When I saw your “Arabic qurtum” I thought Aha! When I was doing geological field work in India (eastern Maharashtra) fifty years ago, we walked through many safflower fields. I remember the local name as something like “khurdy”, which matches nicely.
Alas, Google Translate gives “kusum” in Hindi and “kusuma” in Marathi. Can someone give a explanation other than my fading memory?
@Hat -Fair play, actually. Then what about using ‘Flosculosae’? A quick perusal of google turned up a few results from the very early 19th century, and one from the 18th.

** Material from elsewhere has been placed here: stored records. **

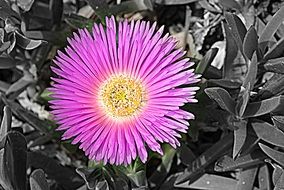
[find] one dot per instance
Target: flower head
(119, 90)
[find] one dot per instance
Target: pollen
(122, 96)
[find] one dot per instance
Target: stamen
(122, 96)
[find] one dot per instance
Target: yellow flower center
(121, 96)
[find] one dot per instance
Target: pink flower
(119, 89)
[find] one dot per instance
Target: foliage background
(237, 139)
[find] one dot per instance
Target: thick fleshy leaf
(20, 84)
(278, 177)
(6, 11)
(274, 154)
(231, 52)
(264, 181)
(25, 4)
(206, 61)
(243, 99)
(275, 51)
(272, 87)
(210, 181)
(206, 158)
(250, 44)
(250, 77)
(246, 179)
(269, 133)
(131, 6)
(263, 107)
(240, 136)
(230, 4)
(275, 65)
(161, 173)
(103, 185)
(227, 163)
(26, 43)
(174, 2)
(237, 29)
(13, 161)
(279, 122)
(186, 155)
(6, 122)
(38, 180)
(271, 28)
(90, 176)
(225, 83)
(7, 63)
(101, 8)
(222, 97)
(54, 170)
(28, 116)
(138, 179)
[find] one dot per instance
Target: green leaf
(246, 179)
(13, 161)
(231, 53)
(200, 163)
(275, 51)
(222, 97)
(230, 4)
(174, 2)
(250, 44)
(240, 136)
(225, 83)
(206, 61)
(269, 133)
(227, 163)
(100, 7)
(161, 173)
(279, 122)
(186, 155)
(272, 87)
(6, 11)
(91, 176)
(138, 179)
(103, 185)
(38, 180)
(7, 62)
(54, 170)
(271, 28)
(210, 182)
(251, 73)
(41, 125)
(27, 43)
(237, 29)
(278, 177)
(131, 6)
(243, 99)
(25, 4)
(6, 122)
(264, 178)
(263, 107)
(275, 65)
(21, 84)
(274, 154)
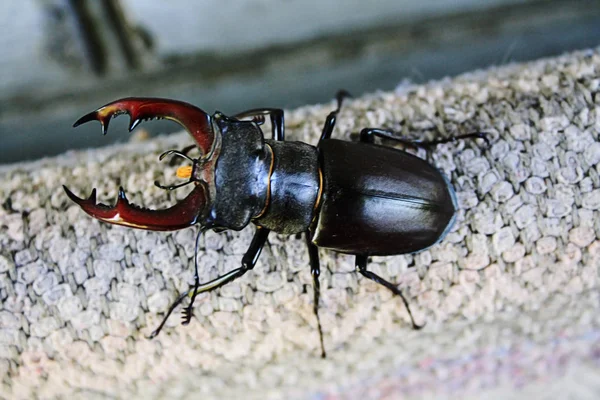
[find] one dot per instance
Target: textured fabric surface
(510, 296)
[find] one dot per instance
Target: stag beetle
(358, 198)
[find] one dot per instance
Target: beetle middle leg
(248, 262)
(315, 270)
(276, 115)
(361, 267)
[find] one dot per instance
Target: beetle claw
(181, 215)
(197, 122)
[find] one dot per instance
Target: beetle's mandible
(358, 198)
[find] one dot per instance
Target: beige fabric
(510, 297)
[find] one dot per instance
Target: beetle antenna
(175, 153)
(188, 311)
(172, 187)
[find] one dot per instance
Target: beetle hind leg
(315, 270)
(368, 135)
(361, 267)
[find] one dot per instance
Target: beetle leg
(332, 117)
(367, 135)
(361, 267)
(315, 270)
(248, 262)
(187, 312)
(181, 215)
(258, 115)
(197, 122)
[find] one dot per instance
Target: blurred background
(63, 58)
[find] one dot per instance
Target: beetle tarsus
(248, 262)
(315, 270)
(188, 311)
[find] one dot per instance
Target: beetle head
(190, 210)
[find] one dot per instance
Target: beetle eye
(184, 172)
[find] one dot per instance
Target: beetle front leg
(332, 117)
(248, 262)
(361, 267)
(315, 270)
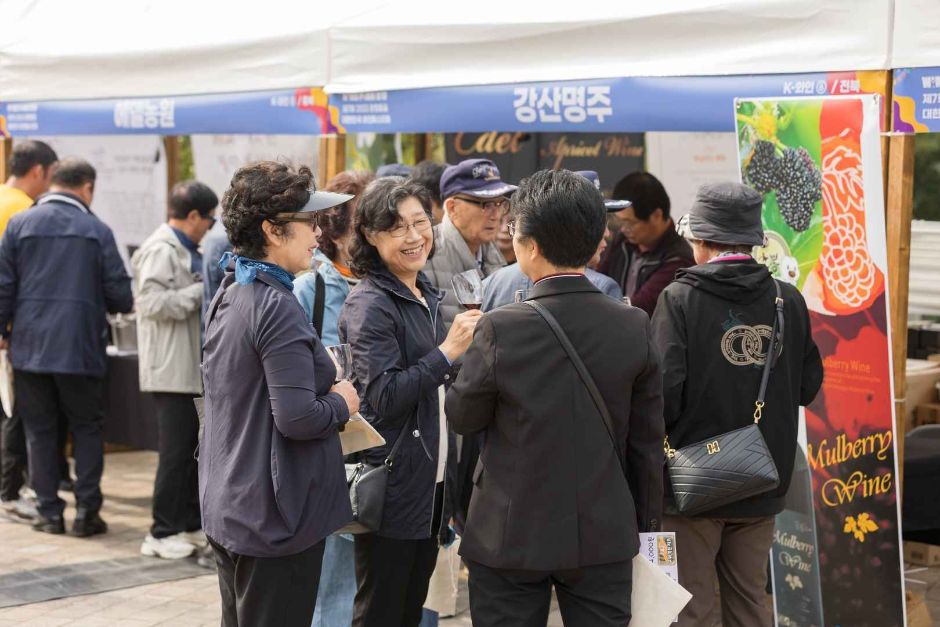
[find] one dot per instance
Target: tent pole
(899, 208)
(6, 149)
(171, 145)
(332, 158)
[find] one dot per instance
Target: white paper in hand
(359, 435)
(657, 599)
(6, 382)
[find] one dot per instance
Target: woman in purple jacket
(271, 478)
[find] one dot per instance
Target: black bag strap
(582, 372)
(776, 338)
(319, 303)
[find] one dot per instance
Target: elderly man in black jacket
(60, 272)
(559, 499)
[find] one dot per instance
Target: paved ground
(187, 602)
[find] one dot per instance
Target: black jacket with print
(712, 326)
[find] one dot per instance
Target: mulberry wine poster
(836, 558)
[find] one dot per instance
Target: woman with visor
(271, 479)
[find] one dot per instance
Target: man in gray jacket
(475, 199)
(168, 281)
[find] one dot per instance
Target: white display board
(130, 191)
(217, 157)
(684, 161)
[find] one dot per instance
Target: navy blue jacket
(398, 370)
(271, 477)
(60, 272)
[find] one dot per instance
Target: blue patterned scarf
(246, 270)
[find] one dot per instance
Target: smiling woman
(402, 358)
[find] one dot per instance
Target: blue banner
(704, 103)
(917, 100)
(290, 112)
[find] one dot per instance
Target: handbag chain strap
(582, 372)
(776, 337)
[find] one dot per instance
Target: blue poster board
(289, 111)
(917, 100)
(635, 104)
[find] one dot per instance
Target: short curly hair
(258, 192)
(337, 222)
(378, 211)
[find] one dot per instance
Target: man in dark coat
(559, 499)
(60, 272)
(646, 252)
(713, 327)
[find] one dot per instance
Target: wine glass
(341, 355)
(468, 287)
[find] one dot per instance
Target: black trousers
(262, 591)
(40, 400)
(393, 577)
(591, 596)
(14, 460)
(176, 487)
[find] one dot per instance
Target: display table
(129, 417)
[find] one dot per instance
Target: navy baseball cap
(474, 177)
(393, 169)
(612, 205)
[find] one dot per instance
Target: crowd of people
(531, 425)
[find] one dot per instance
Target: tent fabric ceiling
(444, 44)
(115, 49)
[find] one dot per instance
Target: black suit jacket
(550, 493)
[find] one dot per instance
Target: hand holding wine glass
(342, 359)
(460, 334)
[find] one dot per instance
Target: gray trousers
(723, 563)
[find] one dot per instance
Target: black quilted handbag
(732, 466)
(367, 484)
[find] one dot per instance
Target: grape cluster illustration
(794, 178)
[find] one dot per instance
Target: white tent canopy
(53, 50)
(60, 50)
(425, 43)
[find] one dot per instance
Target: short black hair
(378, 211)
(28, 154)
(428, 173)
(563, 212)
(258, 192)
(73, 173)
(645, 192)
(188, 195)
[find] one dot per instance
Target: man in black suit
(552, 504)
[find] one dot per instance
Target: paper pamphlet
(6, 382)
(657, 596)
(359, 435)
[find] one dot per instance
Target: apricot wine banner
(817, 161)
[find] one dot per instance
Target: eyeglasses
(307, 217)
(420, 226)
(501, 205)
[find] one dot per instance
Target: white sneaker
(22, 509)
(170, 548)
(197, 538)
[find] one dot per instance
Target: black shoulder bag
(319, 303)
(732, 466)
(367, 489)
(582, 372)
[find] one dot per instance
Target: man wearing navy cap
(646, 252)
(475, 199)
(500, 288)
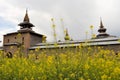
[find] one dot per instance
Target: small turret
(26, 25)
(102, 31)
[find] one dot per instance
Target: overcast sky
(77, 15)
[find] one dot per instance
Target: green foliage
(62, 64)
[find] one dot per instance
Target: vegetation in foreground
(83, 64)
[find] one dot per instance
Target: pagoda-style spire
(26, 25)
(101, 24)
(67, 37)
(26, 18)
(102, 31)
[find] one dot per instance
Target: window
(8, 40)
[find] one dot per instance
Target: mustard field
(83, 64)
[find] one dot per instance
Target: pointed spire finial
(101, 24)
(26, 18)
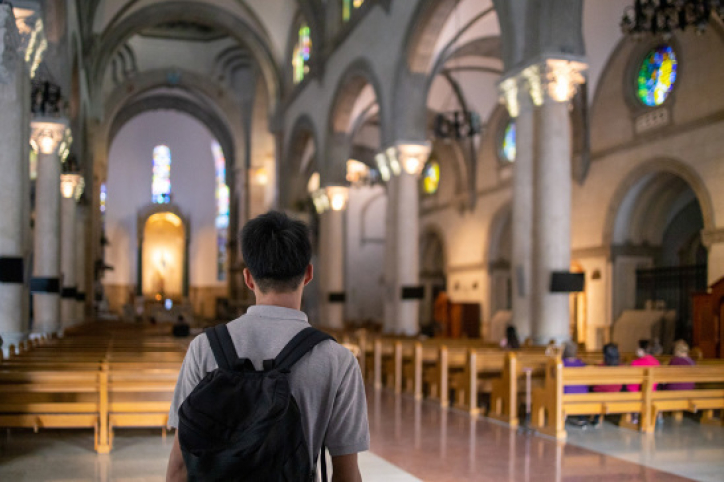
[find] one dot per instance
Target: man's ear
(249, 280)
(308, 274)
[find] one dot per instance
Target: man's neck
(291, 300)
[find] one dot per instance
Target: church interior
(486, 183)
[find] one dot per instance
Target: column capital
(412, 155)
(9, 42)
(50, 135)
(71, 186)
(550, 79)
(710, 237)
(554, 80)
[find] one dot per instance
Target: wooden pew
(505, 391)
(55, 399)
(707, 396)
(551, 405)
(139, 398)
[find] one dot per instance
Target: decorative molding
(33, 42)
(712, 237)
(665, 132)
(9, 43)
(467, 268)
(652, 120)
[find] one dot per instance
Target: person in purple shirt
(571, 360)
(681, 357)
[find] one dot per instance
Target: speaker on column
(567, 282)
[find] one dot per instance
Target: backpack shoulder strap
(222, 346)
(298, 346)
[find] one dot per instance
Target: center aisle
(449, 446)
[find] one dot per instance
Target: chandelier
(664, 16)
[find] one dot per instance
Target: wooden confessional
(708, 321)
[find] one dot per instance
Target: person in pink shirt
(644, 359)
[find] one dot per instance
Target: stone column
(47, 135)
(12, 181)
(391, 299)
(516, 96)
(80, 261)
(552, 85)
(69, 185)
(407, 160)
(331, 257)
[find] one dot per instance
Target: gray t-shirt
(326, 383)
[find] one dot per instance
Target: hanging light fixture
(665, 16)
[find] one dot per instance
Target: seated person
(681, 357)
(511, 340)
(571, 360)
(643, 359)
(611, 358)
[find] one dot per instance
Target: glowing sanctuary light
(338, 197)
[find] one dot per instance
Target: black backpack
(240, 424)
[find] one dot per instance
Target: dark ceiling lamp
(662, 17)
(457, 124)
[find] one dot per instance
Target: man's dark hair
(277, 251)
(611, 355)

Sounds good — I’ll put it in!
@Dan Milton – I have no Marathi whatsoever, but I found ‘karḍī’ in Turner’s Comparative Dictionary of the Indo-Aryan Languages. It doesn’t suggest any Semitic borrowing, but gives Prakrit ‘karaḍa’ and Sanskrit ‘karaṭa’. The latter can be found in Monier Williams (page 255) amidst a raft of other definitions; surely we’re dealing with at least two distinct words here. Finally, Tulpule and Feldhaus’ Dictionary of Old Marathi gives ‘karaḍī f. [K. karadakāï]’, with an etymology from Kannada, but I can’t seem to find any mention of the word beyond this. It seems the usual word for ‘safflower’ in Kannada is ‘kusubi’, if wiktionary is to be trusted.